Logotype for Aena SME S.A.

Aena SME (AENA) Q1 2026 earnings summary

Event summary combining transcript, slides, and related documents.

Logotype for Aena SME S.A.

Q1 2026 earnings summary

29 Apr, 2026

Executive summary

  • Passenger traffic rose 3.8% year-on-year to 81.3 million, with the Spanish network up 3.2% to 65.6 million, London Luton up 2.9%, ANB (Brazil) up 11.5%, and BOAB (Brazil) up 5.0%, aided by modal shift and Easter timing.

  • Q1 2026 total revenues reached €1,479.9 million, up 11.6% year-on-year, driven by traffic growth, higher aero charges, commercial activity, and international assets.

  • Net profit after taxes was €329.4 million, a 9.3% increase year-on-year, supported by business growth, lower depreciation/amortization, and reduced net financial expenses.

  • Commercial activity saw total sales up 4.9%, with sales per passenger up 1.7% and rent revenue up 8.3%.

  • Major international expansion included agreements to acquire stakes in UK airports and a concession in Rio de Janeiro.

Financial highlights

  • Aeronautical revenue grew 5.2% to €719.4 million; commercial revenue up 5.5% to €465.4 million; real estate revenue up 16.8% to €34.9 million.
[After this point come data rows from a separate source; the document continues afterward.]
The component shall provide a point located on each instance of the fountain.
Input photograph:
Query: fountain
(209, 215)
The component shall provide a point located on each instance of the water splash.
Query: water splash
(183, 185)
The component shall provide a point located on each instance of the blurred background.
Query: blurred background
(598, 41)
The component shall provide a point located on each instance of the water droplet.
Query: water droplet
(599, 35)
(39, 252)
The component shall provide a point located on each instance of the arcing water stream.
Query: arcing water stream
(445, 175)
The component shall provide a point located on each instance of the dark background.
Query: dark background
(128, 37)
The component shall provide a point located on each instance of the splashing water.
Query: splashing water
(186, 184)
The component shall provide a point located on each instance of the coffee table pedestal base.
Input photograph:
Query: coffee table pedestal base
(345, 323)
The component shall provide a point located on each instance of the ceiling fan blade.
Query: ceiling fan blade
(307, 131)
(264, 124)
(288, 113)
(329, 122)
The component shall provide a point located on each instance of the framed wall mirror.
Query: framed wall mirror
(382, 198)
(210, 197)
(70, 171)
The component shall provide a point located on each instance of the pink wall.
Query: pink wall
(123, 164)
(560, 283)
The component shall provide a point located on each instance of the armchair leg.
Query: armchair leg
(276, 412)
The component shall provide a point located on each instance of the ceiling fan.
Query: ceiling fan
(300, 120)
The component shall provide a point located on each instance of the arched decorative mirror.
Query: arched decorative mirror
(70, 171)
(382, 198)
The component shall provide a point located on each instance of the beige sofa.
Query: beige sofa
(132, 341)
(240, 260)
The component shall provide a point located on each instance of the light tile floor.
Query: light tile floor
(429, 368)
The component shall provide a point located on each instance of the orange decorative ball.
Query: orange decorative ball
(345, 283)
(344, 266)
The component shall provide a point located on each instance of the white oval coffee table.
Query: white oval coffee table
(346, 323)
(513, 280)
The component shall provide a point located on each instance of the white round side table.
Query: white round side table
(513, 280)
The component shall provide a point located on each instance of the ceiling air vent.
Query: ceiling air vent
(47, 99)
  • International segment revenue surged 57.7% to €258.5 million, with underlying growth of 8%; EBITDA at €85.5 million (down 3.5% due to prior year insurance compensation).

  • Operating expenses rose 14.7% to €1,021.2 million, mainly due to higher staff and other operating costs; excluding IFRIC 12, OpEx increased by 7%.

  • EBITDA reached €661.1 million, up 2.7%, with a reported margin of 44.7% (down from 48.6%); adjusted for extraordinary items, margin was 47.4%.

  • Net cash from operating activities was €909 million (+10.7% year-on-year); CapEx paid was €298.9 million, focused on safety and facility improvements.

Outlook and guidance

  • Traffic guidance is under reassessment due to changing market conditions, with both positive and negative trends; previous 1.3% forecast likely to change.

  • High uncertainty from geopolitical events, jet fuel prices, and airline capacity decisions; management seeks more visibility before updating forecasts.

  • DORA III (2027-2031) proposal foresees €9,991 million in regulated investment and traffic of 1,690 million passengers over the period.

  • Estimated annual increases in maximum revenue per passenger (IMAP) from €10.92 in 2027 to €12.69 in 2031.

  • Agreements on pandemic-related rent discounts are expected to positively impact future income statements by €28.4 million.